Sundberg sees his role in the Coastal Commission as a way to help bring greater awareness about the place of tribal governments in the state system.

“A lot of people who don’t deal with tribes have absolutely no clue how it works. I’ve done workshops at different conferences where we talk about tribal relations and how to get along with tribes. I’ve had supervisors from other counties ask if tribes are like other countries. I tell them we’re more like another state, not another country,” he chuckled.

The CCC is often described as one of the most powerful land use agencies in the country. It was initially created in 1972 and made permanent by the 1976 Coastal Act, a landmark bill designed to protect California’s 1,100 miles of coastline from the ravages of overdevelopment, and to protect sensitive ecosystems. It is known to have the strictest land use rules in the country, and is the last agency to sign off on any kind of development project.

According to one description by a former commissioner, without the protection of the Coastal Act and the commission’s tight rules, California’s coast would look “like the coast of New Jersey.” Instead, he said, California surprisingly enjoys the most pristine and undeveloped coastline in the country—a remarkable achievement in a state with 39 million people.

Sundberg’s appointment comes on the heels of a tumultuous time in the commission. Last year the agency came under fire for the abrupt and unexplained firing of its executive director, Charles Lester, who was widely liked by state residents and environmentalists for his strong antidevelopment stance. The firing was seen by many as a sign that the commission was becoming too cozy with developers, reported Audubonmagazine at the time.

Those fears were bolstered later in the year after business, labor and pro-development interests defeated two bills that would have improved the transparency of the organization, reported the Los Angeles Times. Further complicating the CCC’s reputation was the election defeat of a previous commissioner—Sundberg’s predecessor—who was one of several accused of ethics violations related to Lester’s sacking, according to a 2016 report in the Humbolt Baykeeper.

The liberally oriented commission seems to have been taking steps to improve its reputation with the hiring of a veteran insider to replace his ousted predecessor, a move praised by environmental groups, according to the Los Angeles Times. But it also reflects the state’s enhanced commitment to environmental justice.

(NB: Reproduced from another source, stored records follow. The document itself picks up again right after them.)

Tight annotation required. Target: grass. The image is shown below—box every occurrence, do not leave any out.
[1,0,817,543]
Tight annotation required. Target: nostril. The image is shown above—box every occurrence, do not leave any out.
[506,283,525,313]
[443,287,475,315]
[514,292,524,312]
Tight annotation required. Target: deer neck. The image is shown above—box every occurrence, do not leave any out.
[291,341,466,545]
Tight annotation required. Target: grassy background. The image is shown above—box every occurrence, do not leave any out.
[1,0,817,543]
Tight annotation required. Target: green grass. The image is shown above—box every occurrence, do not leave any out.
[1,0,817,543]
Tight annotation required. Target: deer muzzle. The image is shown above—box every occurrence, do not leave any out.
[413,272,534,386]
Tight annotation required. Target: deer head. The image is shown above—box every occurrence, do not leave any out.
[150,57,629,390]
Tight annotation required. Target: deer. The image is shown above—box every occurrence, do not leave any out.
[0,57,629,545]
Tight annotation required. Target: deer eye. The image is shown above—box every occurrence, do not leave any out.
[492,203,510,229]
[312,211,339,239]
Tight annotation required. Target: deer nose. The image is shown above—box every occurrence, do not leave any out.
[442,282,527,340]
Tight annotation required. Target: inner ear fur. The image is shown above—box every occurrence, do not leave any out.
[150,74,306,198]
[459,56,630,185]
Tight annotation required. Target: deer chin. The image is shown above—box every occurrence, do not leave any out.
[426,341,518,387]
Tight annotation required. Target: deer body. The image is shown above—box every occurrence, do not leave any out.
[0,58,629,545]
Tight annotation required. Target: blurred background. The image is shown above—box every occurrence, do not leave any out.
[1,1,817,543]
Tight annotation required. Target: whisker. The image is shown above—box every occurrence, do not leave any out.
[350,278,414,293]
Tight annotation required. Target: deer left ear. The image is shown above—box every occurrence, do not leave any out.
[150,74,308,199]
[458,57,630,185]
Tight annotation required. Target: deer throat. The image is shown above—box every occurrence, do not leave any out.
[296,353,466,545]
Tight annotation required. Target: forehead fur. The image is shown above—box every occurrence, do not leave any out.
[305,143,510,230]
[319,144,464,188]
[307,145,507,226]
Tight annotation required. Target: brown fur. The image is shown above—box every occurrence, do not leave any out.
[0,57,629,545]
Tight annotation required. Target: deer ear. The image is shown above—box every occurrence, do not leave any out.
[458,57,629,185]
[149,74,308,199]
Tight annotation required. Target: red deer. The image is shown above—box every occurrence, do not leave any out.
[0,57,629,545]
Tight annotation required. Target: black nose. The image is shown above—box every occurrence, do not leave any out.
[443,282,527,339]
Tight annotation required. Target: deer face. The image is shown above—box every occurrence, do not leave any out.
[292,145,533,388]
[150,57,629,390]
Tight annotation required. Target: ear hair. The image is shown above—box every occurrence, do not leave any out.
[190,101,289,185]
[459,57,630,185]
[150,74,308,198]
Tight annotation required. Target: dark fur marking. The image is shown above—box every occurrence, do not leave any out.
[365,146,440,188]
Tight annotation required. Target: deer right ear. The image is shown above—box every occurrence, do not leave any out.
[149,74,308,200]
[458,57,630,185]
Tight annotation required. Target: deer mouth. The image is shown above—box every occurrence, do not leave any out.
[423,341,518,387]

Sundberg’s appointment “is doubly historic because he was the first appointment under the newly-in-effect environmental justice legislation that requires the governor to make EJ [environmental justice] appointments when filling commission spots,” said Angela Mooney D’Arcy (Acjachemen), executive director of the Santa Monica-based Sacred Places Institute, to ICMN.

In September 2016 the state legislature passed AB 2616, which required at least one commission member to live in and work directly with communities that are “disproportionately burdened by, and vulnerable to, high levels of pollution and issues of environmental justice as defined,” according to the language in the bill.

“It’s really significant, because from my perspective it’s the governor saying, ‘We understand that the first victims of environmental racism in the state were Native nations,’ ” Mooney D’Arcy said.

Much of the CCC’s work intersects with indigenous issues, particularly the protection of sacred sites and maintaining tribal access to them. With extreme development some parts of the California coast have experienced, like Southern California and the Bay Area, Native sacred sites are always under threat. In some places like Orange County, it has been estimated that 90 percent of Native sacred sites have been lost to rampant development.

Greg Sarris, Tribal Chairman of the Federated Indians of the Graton Rancheria in Sonoma County—Coast Miwok people within the Coastal Commission’s jurisdiction—was optimistic about the appointment.

“I think it is great that Governor Brown has appointed Ryan Sundberg to the Coastal Commission,” Sarris said. “He is a Tribal Member of the Trinidad Rancheria and will be a welcome support to the coastal tribes and environmentalists who continue to work so hard to secure and restore our coastline.”